Inverse of $I+A^{T}*A$

Question

I want to calculate:

$(I-A^{T}*A)^{-1}$

and

$(I-A*A^{T})^{-1}$

Where $A$ is a square matrix and $I$ is the identity. Is there any way to develop those expression or, at least, minimize the number of operations for both expressions.

Answer 1

We need some assumptions on $A$ to give a general formula. For instance if $A$ is the identity matrix, you're asking for an inverse that doesn't exist.

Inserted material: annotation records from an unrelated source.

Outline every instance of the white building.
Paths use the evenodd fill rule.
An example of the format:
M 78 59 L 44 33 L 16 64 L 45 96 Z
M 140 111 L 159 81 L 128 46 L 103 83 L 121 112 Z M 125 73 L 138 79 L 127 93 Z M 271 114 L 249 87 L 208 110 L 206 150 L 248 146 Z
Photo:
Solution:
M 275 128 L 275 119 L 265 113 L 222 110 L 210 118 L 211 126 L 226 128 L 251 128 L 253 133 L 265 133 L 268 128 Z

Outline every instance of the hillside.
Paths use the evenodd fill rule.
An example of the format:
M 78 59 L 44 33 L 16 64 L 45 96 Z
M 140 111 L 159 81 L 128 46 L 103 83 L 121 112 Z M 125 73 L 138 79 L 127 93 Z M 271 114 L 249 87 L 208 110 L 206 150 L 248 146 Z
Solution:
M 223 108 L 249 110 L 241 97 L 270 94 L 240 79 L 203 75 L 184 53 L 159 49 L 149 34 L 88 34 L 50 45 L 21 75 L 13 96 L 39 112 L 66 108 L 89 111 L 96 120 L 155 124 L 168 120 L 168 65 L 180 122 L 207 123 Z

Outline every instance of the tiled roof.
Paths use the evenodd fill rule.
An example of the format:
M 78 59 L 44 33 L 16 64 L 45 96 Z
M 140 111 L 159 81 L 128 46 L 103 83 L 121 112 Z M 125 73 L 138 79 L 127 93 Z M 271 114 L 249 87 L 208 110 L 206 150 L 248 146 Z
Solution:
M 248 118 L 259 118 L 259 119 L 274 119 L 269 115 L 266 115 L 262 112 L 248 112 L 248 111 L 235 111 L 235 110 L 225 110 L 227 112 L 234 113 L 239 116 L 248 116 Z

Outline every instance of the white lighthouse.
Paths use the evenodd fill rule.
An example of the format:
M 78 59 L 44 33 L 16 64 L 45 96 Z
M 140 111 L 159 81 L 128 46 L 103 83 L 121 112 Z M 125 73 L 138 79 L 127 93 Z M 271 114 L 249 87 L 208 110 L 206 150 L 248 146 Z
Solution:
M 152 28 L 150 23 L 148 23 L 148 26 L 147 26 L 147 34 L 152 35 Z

If $B=A^TA$ is nilpotent, say of degree $k$, then we have $$(I-B+B^2-\dots+(-1)^{k-1} B^{k-1})(I+B)= I,$$

And deduce the inverse of $I+B$ from that equation. If $B$ is such that $\sum_{i=0}^\infty (-1)^i B^i$ converges, then $$(I-B)\sum_{i=0}^\infty(- B)^i=I.$$

If $A^TA$ is diagonalizable, then sometimes you can extract the inverse of $I-A^TA$ from the characteristic polynomial (using Cayley-Hamilton theorem).

If $A$ is orthonormal, then $I-A^TA$ is zero, therefore the inverse doesn't exist.

But in the general case, I guess you need more information.

Answer 2

We probably can't do much to compute the inverse of one of these matrices more easily. Any symmetric matrix whose eigenvalues are all at most $1$ can be expressed in the form $I - A^{\mathsf T}A$, which is fairly general.

At least the computations are not independent. The Woodbury matrix identity, which says that $$ (A+UCV)^{-1} = A^{-1} - A^{-1}U (C^{-1}+VA^{-1}U )^{-1} VA^{-1}, $$ tells us in this particular case that $$ (I - AA^{\mathsf T})^{-1} = I + A(I - A^{\mathsf T}A)^{-1}A^{\mathsf T}, $$ which can also be checked by direct multiplication. As a result, if we find $X = (I - A^{\mathsf T}A)^{-1}$, then $Y = (I - AA^{\mathsf T})^{-1}$ can be found from there without having to compute a second matrix inverse: it is given by $Y = I + AXA^{\mathsf T}$.